Pondy, as it’s called by locals, is a former French colony and still the home of the French consulate for southern India. (The French flag flew here during the entire time the rest of India was under British rule). There are supposed to be many good French restaurants, although we made the mistake of eating at a place written up in both a local guidebook and The Lonely Planet called “Seagull”. It had a nice view of the Bay of Bengal but the food was closer to “seagull droppings”, and the wine was of the Magen David variety...

"French wine with a sea view"

Despite disappointment on the culinary front, Pondy is a good place to buy antiques and textiles, and we found one antique shop that had some very nice furniture. Pondicherry is also the home of Sri Aurobindo Ashram, one of the largest in India, with extensive grounds just north of the city. The ashram production, which ranges from exquisite handmade papers, furniture, and clothing to jams and vegetarian cheeses, is also sold in outlets in Pondicherry and Madras called “Auroville.” We came away with two very nice lamps with a Lascaux cave theme, which exactly match a rug we had bought in Detroit.

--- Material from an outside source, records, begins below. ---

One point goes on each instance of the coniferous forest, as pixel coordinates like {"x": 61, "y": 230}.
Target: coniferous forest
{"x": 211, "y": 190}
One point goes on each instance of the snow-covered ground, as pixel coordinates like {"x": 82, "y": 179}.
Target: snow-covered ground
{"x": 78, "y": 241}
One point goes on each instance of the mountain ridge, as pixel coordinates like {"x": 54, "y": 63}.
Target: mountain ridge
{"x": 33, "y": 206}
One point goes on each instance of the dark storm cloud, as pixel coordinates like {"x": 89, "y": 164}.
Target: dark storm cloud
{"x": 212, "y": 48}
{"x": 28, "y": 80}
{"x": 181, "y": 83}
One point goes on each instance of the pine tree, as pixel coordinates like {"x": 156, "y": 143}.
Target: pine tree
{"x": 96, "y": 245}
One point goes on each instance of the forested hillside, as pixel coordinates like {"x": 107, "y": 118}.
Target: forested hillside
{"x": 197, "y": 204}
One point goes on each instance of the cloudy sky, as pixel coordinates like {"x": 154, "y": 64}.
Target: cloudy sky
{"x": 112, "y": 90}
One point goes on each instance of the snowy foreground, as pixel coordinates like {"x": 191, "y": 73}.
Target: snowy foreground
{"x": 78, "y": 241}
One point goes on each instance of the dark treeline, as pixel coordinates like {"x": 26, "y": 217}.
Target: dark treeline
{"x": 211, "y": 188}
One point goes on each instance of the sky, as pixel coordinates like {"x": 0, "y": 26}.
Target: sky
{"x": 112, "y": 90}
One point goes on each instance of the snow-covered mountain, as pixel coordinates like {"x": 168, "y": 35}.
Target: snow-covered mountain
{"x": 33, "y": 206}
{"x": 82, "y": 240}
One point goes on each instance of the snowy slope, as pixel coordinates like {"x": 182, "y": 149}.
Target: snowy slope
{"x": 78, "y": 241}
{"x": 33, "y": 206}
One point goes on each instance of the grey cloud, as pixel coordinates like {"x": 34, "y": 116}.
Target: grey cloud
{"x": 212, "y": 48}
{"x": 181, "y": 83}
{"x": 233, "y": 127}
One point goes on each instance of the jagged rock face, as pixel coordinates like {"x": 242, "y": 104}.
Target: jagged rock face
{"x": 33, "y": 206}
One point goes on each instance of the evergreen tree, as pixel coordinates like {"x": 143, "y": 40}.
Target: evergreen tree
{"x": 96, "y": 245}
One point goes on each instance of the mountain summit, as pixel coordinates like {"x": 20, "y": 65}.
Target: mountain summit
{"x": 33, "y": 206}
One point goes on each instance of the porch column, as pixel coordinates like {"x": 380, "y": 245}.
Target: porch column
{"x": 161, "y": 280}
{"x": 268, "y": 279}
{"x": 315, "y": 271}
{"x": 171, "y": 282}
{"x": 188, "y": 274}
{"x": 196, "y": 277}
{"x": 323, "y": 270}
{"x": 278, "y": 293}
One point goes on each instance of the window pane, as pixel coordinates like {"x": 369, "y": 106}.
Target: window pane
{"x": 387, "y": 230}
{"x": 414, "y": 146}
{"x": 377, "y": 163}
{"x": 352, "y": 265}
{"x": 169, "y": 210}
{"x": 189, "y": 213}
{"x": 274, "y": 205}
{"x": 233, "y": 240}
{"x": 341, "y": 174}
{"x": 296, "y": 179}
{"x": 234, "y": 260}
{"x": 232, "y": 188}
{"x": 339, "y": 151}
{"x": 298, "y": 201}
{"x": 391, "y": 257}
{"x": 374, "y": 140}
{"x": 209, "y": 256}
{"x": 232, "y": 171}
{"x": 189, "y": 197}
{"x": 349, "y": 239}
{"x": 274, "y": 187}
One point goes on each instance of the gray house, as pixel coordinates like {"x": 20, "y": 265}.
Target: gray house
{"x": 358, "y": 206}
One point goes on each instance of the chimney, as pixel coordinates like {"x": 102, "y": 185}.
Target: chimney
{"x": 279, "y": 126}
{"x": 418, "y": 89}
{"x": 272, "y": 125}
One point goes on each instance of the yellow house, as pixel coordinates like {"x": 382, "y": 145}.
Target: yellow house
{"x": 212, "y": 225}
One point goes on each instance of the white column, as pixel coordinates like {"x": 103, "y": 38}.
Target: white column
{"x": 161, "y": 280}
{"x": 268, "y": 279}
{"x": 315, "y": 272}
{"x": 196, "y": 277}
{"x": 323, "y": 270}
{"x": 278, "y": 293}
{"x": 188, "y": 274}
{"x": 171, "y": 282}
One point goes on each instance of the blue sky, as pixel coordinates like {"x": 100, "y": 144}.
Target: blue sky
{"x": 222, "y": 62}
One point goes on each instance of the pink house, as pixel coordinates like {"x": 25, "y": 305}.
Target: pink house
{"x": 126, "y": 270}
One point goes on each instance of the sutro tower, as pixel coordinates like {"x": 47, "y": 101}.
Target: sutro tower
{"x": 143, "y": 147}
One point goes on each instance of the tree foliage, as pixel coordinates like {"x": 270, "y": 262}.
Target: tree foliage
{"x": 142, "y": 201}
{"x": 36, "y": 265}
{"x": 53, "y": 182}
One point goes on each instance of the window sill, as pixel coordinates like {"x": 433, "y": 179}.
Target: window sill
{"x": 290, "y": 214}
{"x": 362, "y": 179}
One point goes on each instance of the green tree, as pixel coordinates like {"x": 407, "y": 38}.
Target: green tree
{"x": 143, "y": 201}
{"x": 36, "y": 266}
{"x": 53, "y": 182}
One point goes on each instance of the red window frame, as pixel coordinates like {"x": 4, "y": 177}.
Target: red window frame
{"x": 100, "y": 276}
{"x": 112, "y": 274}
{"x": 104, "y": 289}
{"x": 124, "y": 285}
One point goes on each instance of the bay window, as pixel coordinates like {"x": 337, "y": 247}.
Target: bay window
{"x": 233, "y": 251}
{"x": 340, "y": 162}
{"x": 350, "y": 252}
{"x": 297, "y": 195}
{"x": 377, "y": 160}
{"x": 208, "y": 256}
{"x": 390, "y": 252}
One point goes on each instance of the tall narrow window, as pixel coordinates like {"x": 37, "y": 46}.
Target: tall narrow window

The ashram also explains the presence of many 60s looking (both in terms of their present age and decade of their youth!) Westerners tooling about in Indian fashion---meaning sans helmet---on motorbikes. The ashram is a great mecca for people studying meditation or yoga, or who just want to hang out in India for a while and do some community service. Given the various production activities at the ashram, which also runs a school for local children, there’s plenty to do. The ashram also has a meditation dome, but to use it visitors are supposed to reserve in advance.